Judith Haudum

No cookie for you. Is that really normal?

It's not found in any textbook, and no scientific statement or article has ever said: Athletes are not allowed to eat cake or should not indulge in chocolate cookies. However, in reality, it is widespread for athletes to feel they are not allowed to consume sweets or any "bad, unhealthy" food.

Why do we believe this? Why do many athletes feel guilty when eating a chocolate bar or ice cream?

When talking to athletes, you often hear that they avoid sweets during important competitions or preparation phases. "It's not good for me," many will say. Former athletes make similar statements when reflecting on their careers. Some will say they were told to avoid certain foods. Typically, these are the foods widely considered as bad and unhealthy. Talking to sports fans yields similar responses. They also believe that athletes are better off avoiding snacks and sweets.

Upon brief reflection, one might wonder why we think this way. Why does elite sports seemingly clash with having a cookie?

Athletes must eat healthily.
Throughout my entire career, I tried to stay away from all unhealthy food and sweets. I told myself: they are bad for me because you are an athlete.

One reason for this attitude is certainly that we all know we should eat healthily and balanced—athletes or not. Every nutrition guide tells us exactly that. Well, sweets are not really classified as healthy food. So, there's a good argument why athletes should avoid a cookie. Additionally, we know that a healthy body is crucial for the athlete... in fact, everything around an athlete should be healthy, right? And then there's the story of avoiding calorie-rich, fatty foods to maintain a good weight. So, sweets are again on the list (along with other foods, of course). It can only be logical that athletes shouldn't eat cookies.

But let's see what the food pyramids and nutritional guidelines of different nutrition societies say.
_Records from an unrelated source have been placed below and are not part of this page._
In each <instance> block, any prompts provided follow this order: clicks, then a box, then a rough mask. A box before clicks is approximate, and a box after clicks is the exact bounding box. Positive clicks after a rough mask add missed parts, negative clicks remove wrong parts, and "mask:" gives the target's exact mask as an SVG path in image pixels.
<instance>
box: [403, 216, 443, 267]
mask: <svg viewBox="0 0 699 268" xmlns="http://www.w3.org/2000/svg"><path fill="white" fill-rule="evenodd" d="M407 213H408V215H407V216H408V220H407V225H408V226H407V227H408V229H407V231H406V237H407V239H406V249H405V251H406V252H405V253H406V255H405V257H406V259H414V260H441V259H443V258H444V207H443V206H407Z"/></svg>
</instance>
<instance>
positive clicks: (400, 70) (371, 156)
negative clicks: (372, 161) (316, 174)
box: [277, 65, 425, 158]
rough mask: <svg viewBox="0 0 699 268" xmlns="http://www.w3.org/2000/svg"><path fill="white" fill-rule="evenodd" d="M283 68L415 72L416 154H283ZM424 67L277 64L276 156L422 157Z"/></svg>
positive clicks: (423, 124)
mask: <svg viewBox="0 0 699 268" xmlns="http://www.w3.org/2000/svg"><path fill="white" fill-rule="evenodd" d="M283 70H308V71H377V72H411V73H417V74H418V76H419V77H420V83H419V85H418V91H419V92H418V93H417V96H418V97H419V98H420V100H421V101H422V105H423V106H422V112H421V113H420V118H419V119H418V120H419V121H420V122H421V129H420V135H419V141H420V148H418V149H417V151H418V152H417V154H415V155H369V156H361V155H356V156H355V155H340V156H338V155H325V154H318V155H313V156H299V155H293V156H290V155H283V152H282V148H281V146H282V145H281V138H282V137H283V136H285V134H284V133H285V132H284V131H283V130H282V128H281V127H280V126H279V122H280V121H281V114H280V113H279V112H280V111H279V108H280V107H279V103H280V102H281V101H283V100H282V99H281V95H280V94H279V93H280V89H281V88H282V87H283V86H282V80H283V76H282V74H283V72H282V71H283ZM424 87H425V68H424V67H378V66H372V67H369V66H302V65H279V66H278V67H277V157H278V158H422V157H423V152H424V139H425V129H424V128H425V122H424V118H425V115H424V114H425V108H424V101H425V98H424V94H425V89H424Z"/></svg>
Do they really claim: no sweets? No cookies? Not really... nutrition societies recommend consuming sweets only in small quantities. Typically, it's the top of the pyramid, which means only very small amounts.

Why then do athletes avoid any kind of sweets? In many sports where body weight plays a significant role, such as cycling, running, high jump, it's considered normal for athletes to avoid certain foods. If you want to become really good, you have to go on diets and skip dessert. That's not true. That's not "normal" eating. It's not a healthy eating behavior. The fact is: sports and its community have come to a point where it's considered normal. The fact that some athletes are obsessed with the "duty" to eat healthily, count calories, control grams of carbohydrates and fat seems to be part of the sport for many. If you want to be an athlete, then you have to do that. Eating is the enemy. Eating creates stress and bad moods. Eating is bad.

The real problem:
what is not normal has become something that is now perceived as normal today.

That's the real problem. What's not normal and healthy has, over the years, become something perceived as normal and right. And that's exactly something I work on with my athletes every day. Food should become their secret weapon. Food should give them the strength that leads to success. Mostly healthy food, but sometimes also the "bad" stuff. Without guilt. Instead of thinking about every cookie they've secretly eaten, they enjoy the cookie. They've made peace with food and nutrition. This is also what it means to be healthy: well-being and happiness, inner balance.

Should you eat the cookie that's right in front of you on the kitchen table? Of course, you should. It's good for you!